秦雨甜美的轻唤让凌天浩从悲伤的回忆里回到现实,他眼前的秦雨像个纯真的孩子,笑容眼神里都没有一丝瑕疵。她笑着向自己招手,阳光下,她看上去就像是个洁白纯净的天使,可是这个天使的翅膀正在看不见的时空中缓慢折断,当她的翅膀完全断裂后,不管她会飞去哪里,凌天浩的手都无法抓住了。
天空格外的湛蓝,书页在微风的吹拂下快速的翻动起来,像是有一个隐形人正蹲在长椅边偷看着这个忧伤的故事。而枫叶书签飞起的瞬间,书页上那句话也悲伤的刺眼。
每个人都有属于自己的一片森林,也许我们 从来不曾去过,但它一直在那里,总会在那里。迷失的人迷失了,相逢的人会再相逢。
………………………………
(九十八) “真正”的较量(4)。
“天浩,快!我的书签被吹走了,这可是你去岚山的时候带回来,亲手做的。

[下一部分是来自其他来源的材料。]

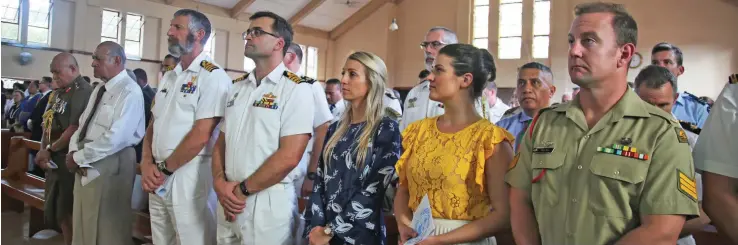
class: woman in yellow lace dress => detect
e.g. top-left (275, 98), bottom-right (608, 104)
top-left (394, 44), bottom-right (514, 245)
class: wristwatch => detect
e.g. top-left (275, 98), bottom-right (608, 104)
top-left (243, 180), bottom-right (251, 196)
top-left (156, 161), bottom-right (172, 176)
top-left (308, 172), bottom-right (318, 180)
top-left (323, 225), bottom-right (333, 237)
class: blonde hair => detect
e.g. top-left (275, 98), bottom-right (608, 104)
top-left (323, 51), bottom-right (387, 169)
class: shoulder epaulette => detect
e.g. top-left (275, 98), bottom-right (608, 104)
top-left (384, 107), bottom-right (401, 120)
top-left (679, 120), bottom-right (702, 134)
top-left (200, 60), bottom-right (220, 72)
top-left (502, 106), bottom-right (520, 117)
top-left (684, 91), bottom-right (707, 105)
top-left (232, 72), bottom-right (249, 83)
top-left (300, 76), bottom-right (315, 84)
top-left (283, 70), bottom-right (307, 83)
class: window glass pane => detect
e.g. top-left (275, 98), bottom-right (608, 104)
top-left (533, 1), bottom-right (551, 35)
top-left (500, 3), bottom-right (523, 37)
top-left (0, 0), bottom-right (20, 22)
top-left (533, 36), bottom-right (548, 58)
top-left (28, 0), bottom-right (51, 28)
top-left (126, 14), bottom-right (143, 42)
top-left (305, 47), bottom-right (318, 78)
top-left (0, 22), bottom-right (18, 41)
top-left (243, 56), bottom-right (256, 72)
top-left (497, 37), bottom-right (521, 59)
top-left (125, 40), bottom-right (141, 57)
top-left (472, 38), bottom-right (489, 48)
top-left (473, 6), bottom-right (489, 38)
top-left (101, 10), bottom-right (120, 42)
top-left (28, 26), bottom-right (49, 44)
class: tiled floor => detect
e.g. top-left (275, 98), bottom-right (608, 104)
top-left (0, 210), bottom-right (64, 245)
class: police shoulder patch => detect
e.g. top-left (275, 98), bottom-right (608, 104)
top-left (200, 60), bottom-right (220, 72)
top-left (679, 120), bottom-right (702, 134)
top-left (674, 127), bottom-right (689, 143)
top-left (232, 72), bottom-right (249, 83)
top-left (677, 169), bottom-right (697, 202)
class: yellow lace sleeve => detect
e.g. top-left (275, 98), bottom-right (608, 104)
top-left (395, 119), bottom-right (425, 186)
top-left (474, 124), bottom-right (515, 193)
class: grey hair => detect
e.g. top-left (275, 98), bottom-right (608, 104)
top-left (635, 65), bottom-right (679, 94)
top-left (174, 9), bottom-right (212, 45)
top-left (98, 41), bottom-right (126, 65)
top-left (426, 26), bottom-right (459, 44)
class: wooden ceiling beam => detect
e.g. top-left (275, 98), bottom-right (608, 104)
top-left (290, 0), bottom-right (325, 25)
top-left (330, 0), bottom-right (393, 40)
top-left (230, 0), bottom-right (256, 18)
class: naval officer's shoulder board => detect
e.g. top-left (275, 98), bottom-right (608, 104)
top-left (283, 70), bottom-right (315, 84)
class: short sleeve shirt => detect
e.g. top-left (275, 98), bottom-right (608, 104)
top-left (220, 63), bottom-right (315, 183)
top-left (506, 90), bottom-right (699, 244)
top-left (151, 53), bottom-right (232, 161)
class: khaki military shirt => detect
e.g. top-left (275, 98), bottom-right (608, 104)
top-left (44, 76), bottom-right (92, 154)
top-left (506, 90), bottom-right (699, 245)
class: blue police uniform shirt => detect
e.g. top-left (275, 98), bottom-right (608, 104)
top-left (671, 91), bottom-right (709, 128)
top-left (496, 111), bottom-right (533, 151)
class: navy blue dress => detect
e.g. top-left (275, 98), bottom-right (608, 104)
top-left (304, 117), bottom-right (402, 245)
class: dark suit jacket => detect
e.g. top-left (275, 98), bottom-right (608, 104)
top-left (29, 91), bottom-right (53, 141)
top-left (134, 85), bottom-right (156, 163)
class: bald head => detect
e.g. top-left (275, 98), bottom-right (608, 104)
top-left (49, 53), bottom-right (79, 88)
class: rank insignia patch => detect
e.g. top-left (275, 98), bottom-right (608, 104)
top-left (677, 169), bottom-right (697, 202)
top-left (253, 93), bottom-right (279, 110)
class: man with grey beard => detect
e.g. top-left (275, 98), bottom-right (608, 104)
top-left (141, 9), bottom-right (231, 245)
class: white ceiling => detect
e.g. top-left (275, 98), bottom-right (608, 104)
top-left (195, 0), bottom-right (371, 31)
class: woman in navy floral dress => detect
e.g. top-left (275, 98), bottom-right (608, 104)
top-left (305, 52), bottom-right (401, 245)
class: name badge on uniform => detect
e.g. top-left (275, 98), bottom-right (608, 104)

”
秦雨一边朝着枫叶书签飞舞的方向追去,一边语带焦急的催促着凌天浩帮自己去追。凌天浩只是沉默着向秦雨奔跑的草坪方向追去。此时的樱花早已经飘落了,想着医生诊断书上说的秦雨生命的最后时限,想着樱花季最快也要到明年的三月底,而那时候的秦雨却不一定还活在这个世上了,他的心就紧得厉害。
“喂?天浩你怎么一直站在那里发呆呢?是不是有哪里不舒服啊?”
“不,没有,小雨,你不用担心。没事,我很好的,只是突然想起一些事,有点走神了!”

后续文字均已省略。